Raphaela (Rosie) Rosella is an Italian Australian artist from Nimbin, an over-policed, low socio-economic community in New South Wales. For two decades, she has worked at the intersection of socially engaged art and documentary practice, co-creating lens-based works alongside her sisters, friends, and family—women directly impacted by the Prison Industrial Complex (PIC). Together, they have built a co-created archive spanning photography, moving image, audio, and the collection of ephemera and state-issued documents, to resist bureaucratic representations of their lived experiences.

This work, which forms the long-form project ‘You’ll Know It When You Feel It’, has been exhibited extensively including South London Gallery, London (2023); Institute of Modern Art, Magan-djin/Brisbane (2023); PHOTO 2022, Monash Gallery of Art, Naarm/Melbourne (2022); Centre for Contemporary Photography, Naarm/Melbourne (2022); Musée de l’Elysée, Switzerland (2020); Organ Vida International Photography Festival, Museum of Contemporary Art Zagreb, Croatia (2018) and the Photoquai Biennale, France (2015). Beyond the gallery, this work plays a critical role in legal and personal spaces—appearing in family albums, memorials, custody disputes, and courtrooms. It has supported successful bail and parole applications and contributed to reduced custodial sentences. 

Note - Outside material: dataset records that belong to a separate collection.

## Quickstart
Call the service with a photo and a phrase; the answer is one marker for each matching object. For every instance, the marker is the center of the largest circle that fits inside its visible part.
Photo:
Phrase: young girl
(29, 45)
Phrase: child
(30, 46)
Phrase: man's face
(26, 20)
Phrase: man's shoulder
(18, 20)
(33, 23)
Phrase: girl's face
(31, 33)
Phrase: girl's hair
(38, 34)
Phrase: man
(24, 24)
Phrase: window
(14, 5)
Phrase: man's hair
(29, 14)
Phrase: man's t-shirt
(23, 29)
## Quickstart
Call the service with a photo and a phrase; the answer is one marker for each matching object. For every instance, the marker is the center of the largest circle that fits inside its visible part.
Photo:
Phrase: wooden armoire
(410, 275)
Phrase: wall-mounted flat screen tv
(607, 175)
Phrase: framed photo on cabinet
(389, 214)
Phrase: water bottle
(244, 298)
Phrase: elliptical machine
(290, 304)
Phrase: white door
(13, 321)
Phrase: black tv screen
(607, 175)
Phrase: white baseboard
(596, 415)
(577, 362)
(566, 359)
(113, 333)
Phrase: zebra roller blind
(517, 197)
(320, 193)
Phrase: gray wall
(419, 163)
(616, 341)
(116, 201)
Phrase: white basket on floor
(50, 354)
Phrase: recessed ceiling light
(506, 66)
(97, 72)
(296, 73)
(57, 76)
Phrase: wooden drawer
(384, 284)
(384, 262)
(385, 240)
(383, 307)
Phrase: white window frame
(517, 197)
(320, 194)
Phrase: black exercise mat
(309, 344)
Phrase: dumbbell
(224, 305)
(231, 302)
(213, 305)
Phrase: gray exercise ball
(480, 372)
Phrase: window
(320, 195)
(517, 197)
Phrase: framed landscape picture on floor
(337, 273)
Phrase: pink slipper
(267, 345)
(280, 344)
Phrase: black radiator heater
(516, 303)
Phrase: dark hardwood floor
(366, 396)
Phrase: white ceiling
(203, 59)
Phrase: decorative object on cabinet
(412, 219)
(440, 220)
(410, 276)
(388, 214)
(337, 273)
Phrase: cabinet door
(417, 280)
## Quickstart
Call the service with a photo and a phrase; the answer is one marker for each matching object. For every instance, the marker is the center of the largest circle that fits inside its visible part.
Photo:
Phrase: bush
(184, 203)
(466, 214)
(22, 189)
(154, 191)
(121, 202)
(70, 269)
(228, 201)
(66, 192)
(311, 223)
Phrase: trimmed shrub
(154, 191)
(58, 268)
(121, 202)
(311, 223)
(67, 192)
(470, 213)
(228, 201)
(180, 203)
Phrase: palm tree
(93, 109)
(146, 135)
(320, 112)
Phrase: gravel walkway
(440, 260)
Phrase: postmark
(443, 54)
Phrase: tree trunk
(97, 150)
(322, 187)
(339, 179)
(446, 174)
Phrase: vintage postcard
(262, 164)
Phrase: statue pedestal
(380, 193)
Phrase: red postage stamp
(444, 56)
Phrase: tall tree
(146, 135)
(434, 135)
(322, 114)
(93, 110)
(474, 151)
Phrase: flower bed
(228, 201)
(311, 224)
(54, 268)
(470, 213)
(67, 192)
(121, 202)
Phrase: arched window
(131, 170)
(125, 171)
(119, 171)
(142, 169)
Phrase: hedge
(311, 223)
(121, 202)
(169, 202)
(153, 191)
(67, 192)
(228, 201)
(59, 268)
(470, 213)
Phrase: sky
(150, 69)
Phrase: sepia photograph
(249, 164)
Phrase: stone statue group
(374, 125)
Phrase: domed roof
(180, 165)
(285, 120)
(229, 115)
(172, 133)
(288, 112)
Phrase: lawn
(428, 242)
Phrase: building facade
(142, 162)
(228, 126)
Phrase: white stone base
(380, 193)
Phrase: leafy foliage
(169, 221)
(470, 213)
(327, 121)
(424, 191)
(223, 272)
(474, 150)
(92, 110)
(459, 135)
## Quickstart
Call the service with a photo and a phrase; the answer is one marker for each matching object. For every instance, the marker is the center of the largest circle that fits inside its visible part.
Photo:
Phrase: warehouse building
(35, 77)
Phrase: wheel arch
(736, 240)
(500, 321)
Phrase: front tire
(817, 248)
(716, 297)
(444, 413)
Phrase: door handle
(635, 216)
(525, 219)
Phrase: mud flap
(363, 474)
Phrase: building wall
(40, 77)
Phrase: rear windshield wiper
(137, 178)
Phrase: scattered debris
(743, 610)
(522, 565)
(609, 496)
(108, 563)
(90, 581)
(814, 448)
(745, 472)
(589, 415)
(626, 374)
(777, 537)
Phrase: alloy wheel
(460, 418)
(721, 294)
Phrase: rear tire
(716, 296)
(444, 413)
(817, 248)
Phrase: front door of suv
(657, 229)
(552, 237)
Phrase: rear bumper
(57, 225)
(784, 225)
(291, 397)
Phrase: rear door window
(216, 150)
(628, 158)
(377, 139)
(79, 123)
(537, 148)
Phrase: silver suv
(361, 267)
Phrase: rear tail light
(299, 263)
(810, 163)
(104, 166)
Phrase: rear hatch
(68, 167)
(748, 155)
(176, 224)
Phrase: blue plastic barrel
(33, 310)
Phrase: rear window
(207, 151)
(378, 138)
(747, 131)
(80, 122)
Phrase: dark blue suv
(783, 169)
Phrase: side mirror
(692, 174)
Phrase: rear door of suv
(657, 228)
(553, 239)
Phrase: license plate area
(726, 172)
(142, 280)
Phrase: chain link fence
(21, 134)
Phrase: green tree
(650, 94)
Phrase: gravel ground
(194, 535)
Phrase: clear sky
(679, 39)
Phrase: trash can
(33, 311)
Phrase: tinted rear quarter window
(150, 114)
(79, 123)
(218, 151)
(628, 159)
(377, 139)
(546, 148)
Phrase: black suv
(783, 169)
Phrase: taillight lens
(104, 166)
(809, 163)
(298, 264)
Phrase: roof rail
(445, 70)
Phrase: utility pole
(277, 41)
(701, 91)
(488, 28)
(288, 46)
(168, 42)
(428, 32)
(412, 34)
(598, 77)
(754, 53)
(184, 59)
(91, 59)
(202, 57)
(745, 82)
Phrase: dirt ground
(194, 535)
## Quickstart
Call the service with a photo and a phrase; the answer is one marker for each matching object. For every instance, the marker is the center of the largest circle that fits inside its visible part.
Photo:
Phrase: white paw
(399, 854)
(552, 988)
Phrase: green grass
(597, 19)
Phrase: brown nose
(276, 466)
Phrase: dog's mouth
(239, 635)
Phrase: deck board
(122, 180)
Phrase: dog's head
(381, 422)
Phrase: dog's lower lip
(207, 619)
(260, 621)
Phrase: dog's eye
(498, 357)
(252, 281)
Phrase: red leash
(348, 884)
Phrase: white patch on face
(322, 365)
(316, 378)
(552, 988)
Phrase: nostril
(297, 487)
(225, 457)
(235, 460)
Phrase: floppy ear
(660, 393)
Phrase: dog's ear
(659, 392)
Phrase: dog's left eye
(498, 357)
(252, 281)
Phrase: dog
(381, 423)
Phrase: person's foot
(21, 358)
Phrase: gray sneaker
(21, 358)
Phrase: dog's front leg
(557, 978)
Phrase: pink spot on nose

Rosella holds a Bachelor of Photography with First Class Honours from Queensland College of Art (2012) and a PhD from RMIT’s School of Art (2025). From an abolition feminist standpoint, her research challenges the foundations of archiving, the authorities that govern them, and reimagines how archives might function in non-carceral ways. In turn, her research offers a relational framework for decarcerating archives within long-form and collaborative documentary photography projects.